Ocado’s third quarter trading update was in focus in today’s papers. A fall in basket sizes and talk of an extra “couple of million” pounds needed to run its new distribution centres took the shine off a solid third quarter from Ocado, The Times. Shares in Ocado fell after it said it would spend more than anticipated on developing new robot warehouses, The Financial Times notes. The paper’s Lombard column adds the ‘Marmite’ stock remains an acquired taste as it interprets the online supermarket’s trading update for both types of reader. The Telegraph say the unexpected warning of further spending knocked investor sentiment as shareholders continue to wait for Ocado to justify its lofty share price by signing a long-promised lucrative deal with a major international player.

The latest market share data also generates plenty of coverage, with The Financial Times writing that the UK supermarkets have stretched out their longest growth run since May 2013 in the past 12 weeks thanks to a mix of inflation and resilient shoppers. Supermarkets are enjoying their most sustained growth in more than four years after sales increased by more than 3% for the sixth consecutive month, The Telegraph adds. Aldi and Lidl continued to experience double-digit growth with sales rising by 15.6% and 19.2% respectively. Both retailers have also gained market share again and together now hold more than 12% of the market, The Times notes. Aldi and Lidl account for £1 in every £8 spent in UK supermarkets, with two-thirds of British shoppers visiting the discounters over the past three months, The Guardian adds.
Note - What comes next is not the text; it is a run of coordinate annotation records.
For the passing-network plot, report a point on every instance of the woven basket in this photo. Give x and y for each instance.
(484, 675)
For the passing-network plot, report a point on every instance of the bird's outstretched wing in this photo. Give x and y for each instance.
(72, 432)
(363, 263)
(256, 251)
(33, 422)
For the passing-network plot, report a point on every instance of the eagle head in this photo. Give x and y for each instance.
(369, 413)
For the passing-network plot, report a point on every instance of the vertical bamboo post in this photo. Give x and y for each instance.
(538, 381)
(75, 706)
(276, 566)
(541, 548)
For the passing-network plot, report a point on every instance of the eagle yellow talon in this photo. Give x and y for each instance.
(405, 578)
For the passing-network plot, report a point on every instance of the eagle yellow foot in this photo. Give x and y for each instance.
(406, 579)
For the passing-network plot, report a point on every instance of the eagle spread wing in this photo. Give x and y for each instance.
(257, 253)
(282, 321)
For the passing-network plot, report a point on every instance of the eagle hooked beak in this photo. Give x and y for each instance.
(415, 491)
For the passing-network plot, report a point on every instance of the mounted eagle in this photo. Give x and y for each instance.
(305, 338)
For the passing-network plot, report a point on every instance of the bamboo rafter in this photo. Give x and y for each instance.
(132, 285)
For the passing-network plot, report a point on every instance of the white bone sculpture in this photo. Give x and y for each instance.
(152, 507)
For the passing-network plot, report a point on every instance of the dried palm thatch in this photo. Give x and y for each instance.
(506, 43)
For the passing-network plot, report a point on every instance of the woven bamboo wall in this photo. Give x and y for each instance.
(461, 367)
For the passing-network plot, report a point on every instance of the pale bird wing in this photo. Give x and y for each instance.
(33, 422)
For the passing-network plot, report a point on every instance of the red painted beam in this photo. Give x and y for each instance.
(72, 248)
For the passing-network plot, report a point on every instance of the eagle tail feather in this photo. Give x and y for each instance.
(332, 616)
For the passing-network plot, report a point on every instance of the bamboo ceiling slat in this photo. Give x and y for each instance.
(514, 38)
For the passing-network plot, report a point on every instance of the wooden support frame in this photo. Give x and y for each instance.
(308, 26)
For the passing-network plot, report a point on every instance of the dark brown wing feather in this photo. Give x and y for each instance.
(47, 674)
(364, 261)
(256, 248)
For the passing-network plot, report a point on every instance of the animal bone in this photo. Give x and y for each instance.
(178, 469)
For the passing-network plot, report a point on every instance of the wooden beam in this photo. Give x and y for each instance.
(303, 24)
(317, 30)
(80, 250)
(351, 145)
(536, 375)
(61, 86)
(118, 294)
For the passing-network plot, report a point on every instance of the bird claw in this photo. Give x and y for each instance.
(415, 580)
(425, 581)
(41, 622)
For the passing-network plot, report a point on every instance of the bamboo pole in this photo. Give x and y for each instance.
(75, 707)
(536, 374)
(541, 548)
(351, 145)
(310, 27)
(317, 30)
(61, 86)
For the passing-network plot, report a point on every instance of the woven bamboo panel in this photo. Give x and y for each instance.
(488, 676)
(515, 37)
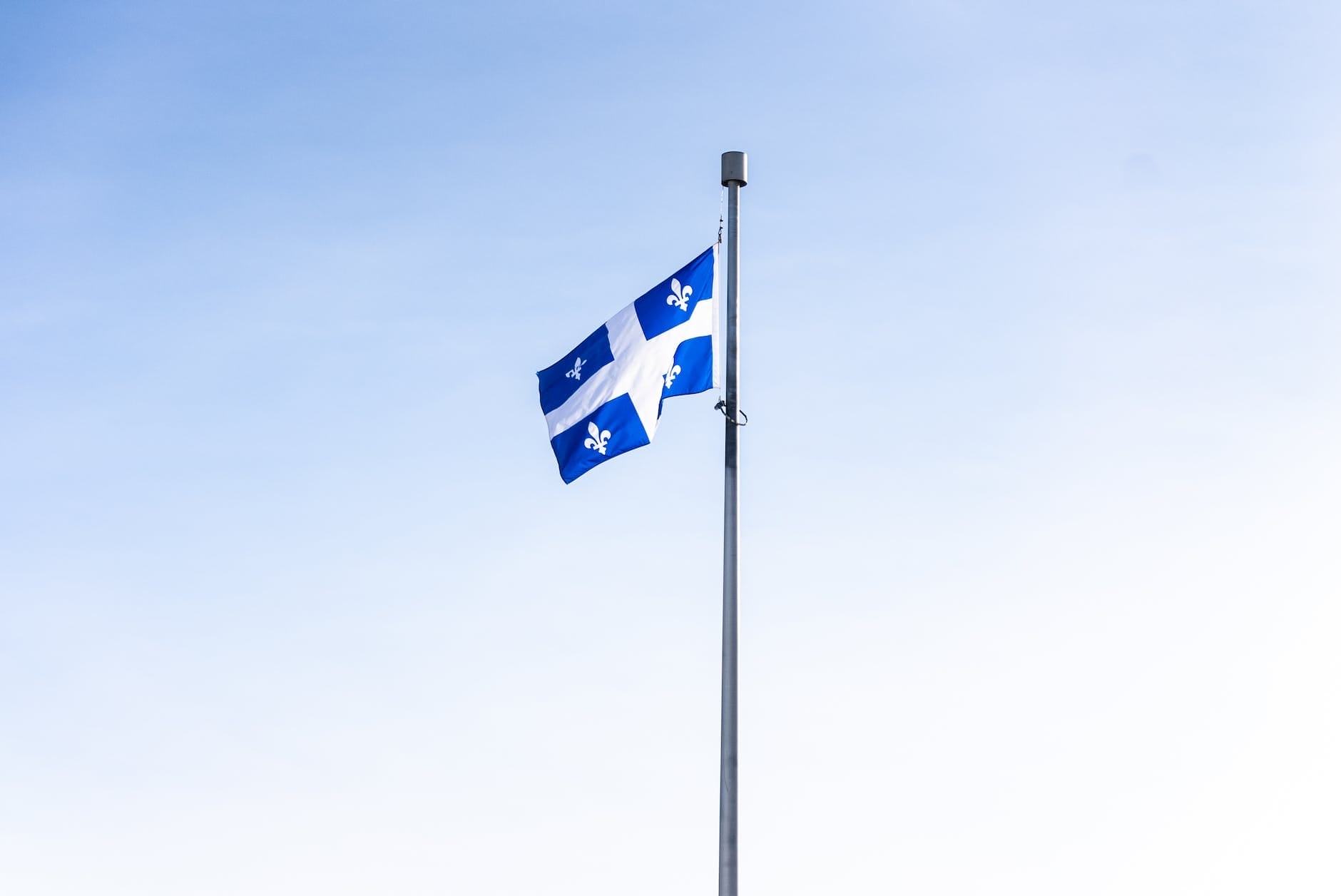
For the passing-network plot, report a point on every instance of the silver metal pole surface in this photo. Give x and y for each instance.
(733, 178)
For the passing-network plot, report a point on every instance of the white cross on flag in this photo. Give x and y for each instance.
(605, 396)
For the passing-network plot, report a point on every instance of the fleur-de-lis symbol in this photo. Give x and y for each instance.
(598, 437)
(681, 295)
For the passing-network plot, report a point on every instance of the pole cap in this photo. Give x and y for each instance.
(733, 168)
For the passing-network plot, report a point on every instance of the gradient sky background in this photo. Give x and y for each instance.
(1041, 483)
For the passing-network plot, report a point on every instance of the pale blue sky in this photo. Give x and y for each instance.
(1041, 484)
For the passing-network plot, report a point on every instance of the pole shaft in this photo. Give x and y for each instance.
(734, 178)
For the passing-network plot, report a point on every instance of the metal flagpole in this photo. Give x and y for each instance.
(733, 178)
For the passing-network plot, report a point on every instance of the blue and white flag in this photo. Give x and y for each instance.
(605, 396)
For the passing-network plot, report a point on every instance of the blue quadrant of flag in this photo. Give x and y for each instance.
(605, 396)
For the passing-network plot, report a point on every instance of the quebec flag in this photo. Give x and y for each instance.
(603, 397)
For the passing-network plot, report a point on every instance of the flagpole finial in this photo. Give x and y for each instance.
(733, 168)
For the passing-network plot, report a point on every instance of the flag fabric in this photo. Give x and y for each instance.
(605, 397)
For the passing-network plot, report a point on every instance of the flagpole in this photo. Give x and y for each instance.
(733, 178)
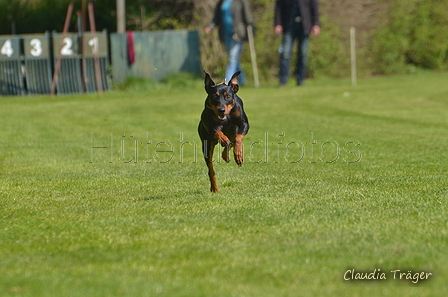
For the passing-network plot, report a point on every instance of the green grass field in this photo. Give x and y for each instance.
(110, 196)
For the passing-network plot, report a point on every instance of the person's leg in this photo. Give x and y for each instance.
(233, 55)
(285, 56)
(302, 56)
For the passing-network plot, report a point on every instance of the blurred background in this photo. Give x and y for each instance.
(393, 36)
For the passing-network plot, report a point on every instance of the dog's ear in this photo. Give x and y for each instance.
(234, 82)
(209, 83)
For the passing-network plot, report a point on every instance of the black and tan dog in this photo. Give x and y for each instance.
(223, 121)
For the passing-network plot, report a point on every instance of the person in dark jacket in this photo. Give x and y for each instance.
(295, 19)
(232, 17)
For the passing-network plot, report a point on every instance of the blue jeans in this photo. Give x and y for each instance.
(296, 31)
(233, 49)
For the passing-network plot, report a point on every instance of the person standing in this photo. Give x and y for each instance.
(232, 17)
(295, 19)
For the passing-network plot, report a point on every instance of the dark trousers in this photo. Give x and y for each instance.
(295, 32)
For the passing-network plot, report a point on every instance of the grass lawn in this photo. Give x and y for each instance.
(110, 197)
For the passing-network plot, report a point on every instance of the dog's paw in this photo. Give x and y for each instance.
(226, 154)
(238, 154)
(222, 139)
P&G has slammed Nelson Peltz’s record as an activist director as the consumer goods group turns the tables on the Trian CEO ahead of the crucial vote on the board seat (The Financial Times).

Reckitt Benckiser bowed to shareholder pressure by replacing Adrian Bellamy, who has chaired the company for 14 years, The Financial Times writes. Lombard in The Financial Times takes a look at what the appointment of the chairman of toymaker Mattel, Chris Sinclair, means for Reckitt Benckiser.

German dairy business Müller is defying worries about Brexit’s impact by revealing plans for £100m of investment in its UK business (The Telegraph).

Workers at three Cadbury sites have won an inflation-linked pay deal for the next two years, and will also get an increase in maternity pay, The Guardian reports.

The government has backed tighter rules on takeover of UK companies, with the Takeover Panel saying bidders should say what will happen to head office and R&D in wake of row over Kraft’s Unilever bid (The Guardian).

Post Holdings, owner of the British cereal Weetabix, has agreed to buy Bob Evans Farms, the US sausage maker, for $1.5bn, bringing another breakfast staple to its growing shelf of consumer brands (The Financial Times).

Yoko Ono Lennon has stepped in to rescue the name of her husband from fizzy pop reinvention, taking legal action to halt the sale of a lemonade called John Lemon, according to The Guardian. The Polish company that sells the beverage has agreed to change its name to On Lemon after legal letters were sent by Ono Lennon’s lawyers to the parent company and its distributors across Europe.

Wetherspoons will cut the price of food and drink in all 900 of its pubs today in a protest over Value Added Tax (The Telegraph).